Understanding Our AI
12 April 23

Decoding “Good” AI: Building and Assessing High-Quality Machine Learning Models for Clinical Practice

Does a day go by when you’re not reading about AI in your news feed? Artificial intelligence is certainly becoming more mainstream as newsworthy applications like ChatGPT, voice assistants like Siri, and recommendation engines like Netflix and Amazon continue to entrench themselves in our day-to-day. 

Beyond personal convenience, we’re increasingly seeing a role for AI in augmenting productivity and decision-making in our professional lives. Every industry is experiencing this transformation right now, and AI models come in many different specialized forms to address the wide range of challenges to be solved for. 

As new AI solutions enter the field of reproductive medicine, clinicians and embryologists are pushed to consider how best to decipher what a “good” AI solution looks like – How is it built? How can you assess its performance and impact on your clinical practice? And how easily can this innovative technology be integrated into your clinical practice? 

In this blog series, we’ll introduce you to the AI solution that we created at Future Fertility.  We’ll break down the high-level steps required to develop a high-quality machine learning model for medical image analysis, using real examples that are relevant to oocytes and reproductive medicine. 

Clinic stakeholders who are interested in learning more about the underlying analysis and development of these emerging AI technologies will find this series particularly helpful as they evaluate the quality of the models and the role they can play in their clinics.   

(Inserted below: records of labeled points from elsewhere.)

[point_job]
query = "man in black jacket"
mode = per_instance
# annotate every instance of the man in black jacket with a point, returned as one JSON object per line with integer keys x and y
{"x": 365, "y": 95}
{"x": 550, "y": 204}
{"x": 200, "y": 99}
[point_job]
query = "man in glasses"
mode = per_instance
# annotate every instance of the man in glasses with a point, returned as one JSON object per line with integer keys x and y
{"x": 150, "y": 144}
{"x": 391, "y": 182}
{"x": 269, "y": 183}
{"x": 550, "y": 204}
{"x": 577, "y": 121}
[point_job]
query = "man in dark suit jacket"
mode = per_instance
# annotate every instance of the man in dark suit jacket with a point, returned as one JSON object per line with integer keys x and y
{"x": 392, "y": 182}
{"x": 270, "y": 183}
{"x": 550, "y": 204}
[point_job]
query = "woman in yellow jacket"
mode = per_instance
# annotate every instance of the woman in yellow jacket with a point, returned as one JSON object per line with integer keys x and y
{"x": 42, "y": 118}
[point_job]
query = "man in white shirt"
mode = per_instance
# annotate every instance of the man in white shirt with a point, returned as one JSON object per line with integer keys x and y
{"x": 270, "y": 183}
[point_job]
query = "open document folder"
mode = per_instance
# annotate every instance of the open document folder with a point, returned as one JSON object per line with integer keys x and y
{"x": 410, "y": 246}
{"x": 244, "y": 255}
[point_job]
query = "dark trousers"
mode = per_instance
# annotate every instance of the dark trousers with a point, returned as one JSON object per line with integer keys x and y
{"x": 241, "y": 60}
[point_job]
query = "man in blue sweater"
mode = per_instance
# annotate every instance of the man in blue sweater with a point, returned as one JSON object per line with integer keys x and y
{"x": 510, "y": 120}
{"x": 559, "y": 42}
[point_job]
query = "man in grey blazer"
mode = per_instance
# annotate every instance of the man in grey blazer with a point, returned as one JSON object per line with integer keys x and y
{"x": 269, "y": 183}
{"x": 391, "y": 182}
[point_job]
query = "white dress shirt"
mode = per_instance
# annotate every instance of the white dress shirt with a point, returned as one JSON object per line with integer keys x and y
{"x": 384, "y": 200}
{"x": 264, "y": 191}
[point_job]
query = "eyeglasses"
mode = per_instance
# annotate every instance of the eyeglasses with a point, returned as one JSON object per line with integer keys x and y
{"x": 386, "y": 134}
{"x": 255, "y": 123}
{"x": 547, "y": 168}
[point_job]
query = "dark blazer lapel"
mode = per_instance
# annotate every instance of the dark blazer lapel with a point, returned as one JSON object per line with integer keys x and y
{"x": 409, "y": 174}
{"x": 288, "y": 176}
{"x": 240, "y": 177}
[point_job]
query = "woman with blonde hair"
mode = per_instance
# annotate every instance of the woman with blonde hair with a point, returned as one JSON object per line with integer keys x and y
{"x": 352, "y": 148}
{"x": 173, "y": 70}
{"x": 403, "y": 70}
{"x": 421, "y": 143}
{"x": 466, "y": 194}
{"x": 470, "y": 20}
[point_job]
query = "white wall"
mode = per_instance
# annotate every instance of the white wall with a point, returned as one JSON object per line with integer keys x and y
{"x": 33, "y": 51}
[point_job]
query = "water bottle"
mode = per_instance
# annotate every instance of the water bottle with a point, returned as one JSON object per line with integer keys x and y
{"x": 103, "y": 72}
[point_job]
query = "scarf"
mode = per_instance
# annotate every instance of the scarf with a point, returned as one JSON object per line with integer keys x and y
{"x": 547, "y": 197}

Machine learning is a subfield of artificial intelligence, which is broadly defined as the capability of a machine to imitate intelligent human behaviour. 

Deep learning is a type of machine learning often used to classify images and detect features or objects in the image. It gained broad adoption in medical imaging to classify and predict health outcomes. This form of artificial intelligence first gained momentum in the medical field to process X-rays, CT scans, and MRIs, which contain a wealth of visual information that can be difficult for a human to process. 

Deep learning uses a type of model called an artificial neural network that receives pixel-level data and is able to extract low- and high-level features of the images like edges, gradients, shapes, and textures – including those potentially undetectable to human eyes. By relating these features to health outcome data, neural networks can learn to predict outcomes for new images that it has never seen before. Already, technology like this has made strides in detecting various cancers or vision complications, enabling healthcare professionals to make earlier and more-informed treatment decisions. 

Future Fertility is the first company to apply deep learning to the assessment of oocyte quality for reproductive medicine. Our technology processes images of oocytes to predict the likelihood that they will form a blastocyst. This is a perfect application for neural networks because, to date, researchers have not been able to determine features that impact quality that are visible to the human eye under a microscope. 

Article 1 in this series will explore the first two steps in developing a deep learning model: 

  • • Step 1: Define the problem that the deep learning model will solve for
  • • Step 2: Collect and prepare the data to be used to train the model 

Article 2 will explore: 

  • • Step 3: Choose a deep learning model architecture 
  • • Step 4: Design the model 

Article 3 will explore: 

  • • Step 5: Train the model 
  • • Step 6: Evaluate the model 


A comprehensive and specific problem definition is an extremely important first step in building a deep learning model because it ensures that the model and its performance measurement approaches are designed to address the specific nuance of the problem at hand. This upfront planning pays off in delivering a model with higher performance and better interpretability. 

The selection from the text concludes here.